In his continued efforts to advocate for equal opportunities for disabled athletes to participate, experience, and learn the sport, Nicholls continued his
advocacy pressing for more opportunity. Then, in the 2006/07 season Nicholls decided to approach and engage the USA National Federation by
recruiting Mr John Rosen, (then chairman of the USBSF/US Bobsled & Skeleton Federation). Nicholls invited him to a USAABT Athlete and Sponsor Team Dinner where he made his case to Mr Rosen. But, Rosen was still not convinced that our sport would “fly” and told Nicholls it would take us at least 10 years
to accomplish the task of Paralympic Status. However, gradually, Rosen became more interested and soon became fully engaged in sharing Nicholls vision.
Rosen then became a member of the newly formed FIBT Para Committee initiated by Ivo. Under Kurtz and Rosen’s leadership, it was the USBSF that hosted the
very first Para Bobsled & Skeleton event at the Utah Olympic Park during the 2012 season.
Later, Nicholls was elected to the USA NGB as “Club Development Director” and the first Disabled athlete to ever serve on the USA Bobsled Board of Directors.

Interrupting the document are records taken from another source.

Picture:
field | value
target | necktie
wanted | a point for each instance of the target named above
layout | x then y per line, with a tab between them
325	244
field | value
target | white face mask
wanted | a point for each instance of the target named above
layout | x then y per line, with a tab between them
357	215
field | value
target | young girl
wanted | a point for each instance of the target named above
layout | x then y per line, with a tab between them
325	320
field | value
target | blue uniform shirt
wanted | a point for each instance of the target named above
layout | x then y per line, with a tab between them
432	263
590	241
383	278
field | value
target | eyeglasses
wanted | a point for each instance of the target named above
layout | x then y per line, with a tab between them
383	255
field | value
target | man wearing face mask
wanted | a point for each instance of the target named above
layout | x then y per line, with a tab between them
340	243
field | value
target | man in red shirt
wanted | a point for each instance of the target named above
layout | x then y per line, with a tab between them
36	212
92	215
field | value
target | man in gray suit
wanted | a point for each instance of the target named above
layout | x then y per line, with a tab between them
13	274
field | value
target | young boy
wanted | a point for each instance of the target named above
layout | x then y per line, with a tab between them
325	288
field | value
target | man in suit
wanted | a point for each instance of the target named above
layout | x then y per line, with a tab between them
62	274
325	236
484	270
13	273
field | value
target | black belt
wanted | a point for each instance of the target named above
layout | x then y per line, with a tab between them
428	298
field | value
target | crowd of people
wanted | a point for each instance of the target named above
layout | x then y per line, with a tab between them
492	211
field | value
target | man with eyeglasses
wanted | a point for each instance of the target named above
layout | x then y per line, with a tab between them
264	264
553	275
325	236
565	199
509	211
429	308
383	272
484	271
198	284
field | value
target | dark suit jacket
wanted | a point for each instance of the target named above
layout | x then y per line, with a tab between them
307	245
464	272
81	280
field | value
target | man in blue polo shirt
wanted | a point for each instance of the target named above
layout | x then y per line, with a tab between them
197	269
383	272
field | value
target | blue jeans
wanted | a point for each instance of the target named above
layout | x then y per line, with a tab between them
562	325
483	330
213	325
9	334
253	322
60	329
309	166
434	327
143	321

While serving on the board representing both able bodied and disabled club developmental athletes, Nicholls realized soon enough that with limited funds the NGB was not yet “ready” to accept, serve and include disabled athletes as a part of their current mission and responsibility. As a result, he ultimately resigned from that board. But, Nicholls pressed on advocating. During his tenure and despite much objection, he was able to educate, others how they,our Federations and US tracks could become fully compliant with Federal ADA law. Nicholls gained a nick name as “Thor” by quietly swinging his hammer yet “Demanding” equal opportunities for his USAABT and USABSA athletes. He continued to advocate that each and every athlete be given the opportunity to have “Independent Evaluations and Assessments as the ADA required before being excluded from participation. Additionally, he advocated for disabled athletes to have the same opportunities to participate in driver training schools and USA developmental training sessions at both USA Tracks such as UOP G-Force promoting full integration and “equal access” as a cornerstone requirement of the ADA. These “Rights” and opportunities are still in effect today and have been instrumental in growing the sport and provide entry level driver training opportunities that otherwise may not have been possible. We are happy to have developed a model of
integration and training that is now recognized and accepted by other tracks and federations around the world today.
Nicholls still serves as our USABSA Chairman and continues to lead, direct, advocate, recruit, fund raise and engage others in our sport. He is also a member of the USA Para Bobsled Team.
Currently, almost every member of the USA Para Bob and Skeleton Team has been personally recruited by Nicholls, has worn a “Red Coat” and has been a member of the USABSA. Nicholls has also personally recruited the first athletes starting teams from Greece, Australia, Spain, Austria, New Zealand, Italy and more.
Finally, as a result of many dedicated, driven, and committed IBSF officials, Para committee members and Pioneering athletes such as Nicholls, Lanningham, Kuhl and many many more volunteers, track crews and program directors in the USA and all around the Globe, a major milestone has been accomplished. On September 5, 2016, the IPC, International Paralympic Committee gathered in Rio voting in favor of having Para Bobsled provisionally become a full medal sport joining the family of other Winter Paralympic Sports.